I've brewed the Bourbon Barrel Porter from Northern Brewer and for a five gallon batch used 16 oz of Bourbon to soak the 3 oz of oak cubes that came with the kit.

http://www.northernbrewer.com/documentation/beerkits/BourbonBarrelPorter.pdf

It turned out great, so ten ounces of Bourbon doesn't sound like too much. Also, you want the flavors from the oak that the spirits extract, including the tannins, in your beer. I believe that is the whole point in soaking the oak cubes in spirits prior to adding them to secondary. It vastly speeds up the process that aging in an oak barrel for two years accomplishes.
 
Hard to refute the positive experience from brewing a kit designed to be good.
 
I think your best bet is to try and get some bourbon barrel staves and use those instead of trying to force fresh bourbon into the un-charred oak cubes.
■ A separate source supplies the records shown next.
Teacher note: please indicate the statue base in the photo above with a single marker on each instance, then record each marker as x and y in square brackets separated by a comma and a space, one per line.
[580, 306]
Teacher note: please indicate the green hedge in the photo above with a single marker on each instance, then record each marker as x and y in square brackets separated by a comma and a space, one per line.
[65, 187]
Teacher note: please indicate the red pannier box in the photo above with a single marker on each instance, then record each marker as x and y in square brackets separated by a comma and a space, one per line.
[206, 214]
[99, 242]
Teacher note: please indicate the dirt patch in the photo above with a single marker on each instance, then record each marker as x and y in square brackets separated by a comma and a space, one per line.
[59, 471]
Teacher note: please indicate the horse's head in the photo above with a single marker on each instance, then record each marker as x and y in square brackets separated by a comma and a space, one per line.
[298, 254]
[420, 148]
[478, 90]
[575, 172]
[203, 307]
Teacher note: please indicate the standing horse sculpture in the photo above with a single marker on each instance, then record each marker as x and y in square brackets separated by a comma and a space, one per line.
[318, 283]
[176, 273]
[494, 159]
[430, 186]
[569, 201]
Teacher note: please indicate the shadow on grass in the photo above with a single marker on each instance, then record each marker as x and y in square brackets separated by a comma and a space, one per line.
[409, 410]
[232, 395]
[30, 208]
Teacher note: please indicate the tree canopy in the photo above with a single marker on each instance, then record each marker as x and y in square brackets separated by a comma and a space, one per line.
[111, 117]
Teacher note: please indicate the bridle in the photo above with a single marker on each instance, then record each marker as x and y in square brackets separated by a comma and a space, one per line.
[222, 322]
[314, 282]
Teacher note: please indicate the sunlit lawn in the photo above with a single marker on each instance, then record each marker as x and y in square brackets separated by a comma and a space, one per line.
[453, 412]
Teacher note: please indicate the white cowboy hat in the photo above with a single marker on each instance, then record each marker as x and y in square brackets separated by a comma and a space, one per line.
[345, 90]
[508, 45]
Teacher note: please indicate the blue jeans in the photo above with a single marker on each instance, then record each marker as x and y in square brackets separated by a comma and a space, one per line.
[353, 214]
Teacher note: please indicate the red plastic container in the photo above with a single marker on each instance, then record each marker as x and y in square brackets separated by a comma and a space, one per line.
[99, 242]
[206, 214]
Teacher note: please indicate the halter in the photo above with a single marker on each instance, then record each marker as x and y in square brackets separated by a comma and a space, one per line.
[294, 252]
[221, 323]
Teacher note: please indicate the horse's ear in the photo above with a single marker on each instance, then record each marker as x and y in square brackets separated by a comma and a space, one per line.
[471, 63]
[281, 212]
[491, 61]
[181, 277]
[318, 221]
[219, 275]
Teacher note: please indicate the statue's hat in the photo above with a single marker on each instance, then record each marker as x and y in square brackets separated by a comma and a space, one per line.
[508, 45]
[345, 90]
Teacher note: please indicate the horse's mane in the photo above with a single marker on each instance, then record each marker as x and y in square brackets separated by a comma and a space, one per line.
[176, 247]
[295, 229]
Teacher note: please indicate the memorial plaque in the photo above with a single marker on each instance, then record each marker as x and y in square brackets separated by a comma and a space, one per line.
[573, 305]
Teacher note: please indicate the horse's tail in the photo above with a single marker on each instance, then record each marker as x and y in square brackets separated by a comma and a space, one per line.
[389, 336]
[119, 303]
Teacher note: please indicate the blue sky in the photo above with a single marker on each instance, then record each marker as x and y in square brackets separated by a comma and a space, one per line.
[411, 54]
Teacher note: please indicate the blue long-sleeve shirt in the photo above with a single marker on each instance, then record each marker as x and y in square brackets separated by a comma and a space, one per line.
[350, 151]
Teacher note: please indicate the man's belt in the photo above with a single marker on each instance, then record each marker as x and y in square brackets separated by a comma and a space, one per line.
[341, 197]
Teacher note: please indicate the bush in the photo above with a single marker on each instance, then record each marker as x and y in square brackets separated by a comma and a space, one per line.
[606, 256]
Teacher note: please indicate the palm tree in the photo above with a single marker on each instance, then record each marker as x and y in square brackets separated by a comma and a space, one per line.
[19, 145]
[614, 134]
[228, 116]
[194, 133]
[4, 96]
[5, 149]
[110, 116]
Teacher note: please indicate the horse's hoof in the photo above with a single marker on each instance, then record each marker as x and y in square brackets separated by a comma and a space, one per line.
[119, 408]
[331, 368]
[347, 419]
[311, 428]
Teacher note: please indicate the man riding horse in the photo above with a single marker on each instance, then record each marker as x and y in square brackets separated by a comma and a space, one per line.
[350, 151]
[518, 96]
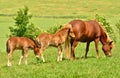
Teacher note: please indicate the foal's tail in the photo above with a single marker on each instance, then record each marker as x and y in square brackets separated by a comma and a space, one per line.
[7, 47]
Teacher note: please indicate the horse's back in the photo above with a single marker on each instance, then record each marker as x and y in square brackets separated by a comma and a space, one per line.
[86, 31]
[20, 42]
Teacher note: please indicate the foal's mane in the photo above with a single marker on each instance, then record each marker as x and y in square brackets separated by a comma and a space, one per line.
[104, 33]
[62, 29]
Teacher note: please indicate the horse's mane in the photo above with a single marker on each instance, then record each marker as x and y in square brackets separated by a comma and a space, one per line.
[104, 33]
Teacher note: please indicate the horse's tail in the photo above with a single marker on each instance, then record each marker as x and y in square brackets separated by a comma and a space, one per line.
[67, 47]
[37, 42]
[7, 47]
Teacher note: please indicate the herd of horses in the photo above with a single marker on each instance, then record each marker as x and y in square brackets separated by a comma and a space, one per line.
[70, 34]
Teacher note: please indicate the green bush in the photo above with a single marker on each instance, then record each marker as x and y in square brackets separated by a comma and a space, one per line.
[23, 26]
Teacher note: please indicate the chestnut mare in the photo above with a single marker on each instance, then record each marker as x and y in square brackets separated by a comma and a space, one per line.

The barrel staves have had the bourbon forced into and out of them over a long period of time by the aging process, so the flavor is (IMO) much mellower and more rounded than just bourbon-soaked cubes. And the char on the staves gives the beer a flavor you really can't get any other way.

If that isn't possible, remember, you can always add more. You can't take it out once it's in, so discretion is the word of the day. I would shoot for very subtle at first, then add if you feel like it isn't enough. Just be judicious with your additions and you'll get a great beer.

And yes, I would discard the bourbon that you soak the oak in. You're looking for an oaky-bourbon flavor, not a slap-yer-momma bourbon beer. Let the bourbon that soaks into the oak do the talking, not the actual bourbon.
 
Just keep in mind it takes longer to get the flavors out of oak cubes than it does out of oak chips.

Chips can impart a lot of flavor in days. Cubes can take weeks or some people have let them ride for months.

In my opinion 10 ounces is a bit much for 3 gallons. Like someone else gas said it is better to want more in the next batch than to have too much in the first batch.